Bangunan rumah Batak berdiri diatas tiang-tiang yang kokoh sehingga terdapat ruangan bawah yang disebut “bara” biasanya digunakan untuk kandang hewan piaraan. Bara ini dikelilingi oleh tiang-tiang penyangga rumah yang satu sama lain dihubungkan dengan “ransang” yakni papan kayu tanpa paku Bagian tengah rumah Batak tidak mempunyai kamar, ruangannya terbuka namun penggunaan lantai ruangan memiliki aturan antara lain disebut ruma soding, ruma suhut dsb.

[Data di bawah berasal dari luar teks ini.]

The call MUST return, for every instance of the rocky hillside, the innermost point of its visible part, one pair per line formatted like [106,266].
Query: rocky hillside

Bagian atas tidak mempunyai plafon, hanya pada bagian depan dan belakang atas terdapat ruangan yang disebut “Parapara”. Parapara di bagian depan biasanya dipergunakan untuk menyimpan benda-benda adat atau juga tempat alat musik tradisional disimpan, konon juga digunakan sebagai tempat yang aman untuk mengintip kondisi yang terjadi diluar rumah dalam huta. Para-para bagian belakang dipakai sebagai tempat menyimpan peralatan dapur dan bahan makanan persediaan. Bagian atap rumah Batak bebentuk kerucut dengan ujung bagian belakang lebih tinggi menjulang ke atas dari pada ujung bagian depan.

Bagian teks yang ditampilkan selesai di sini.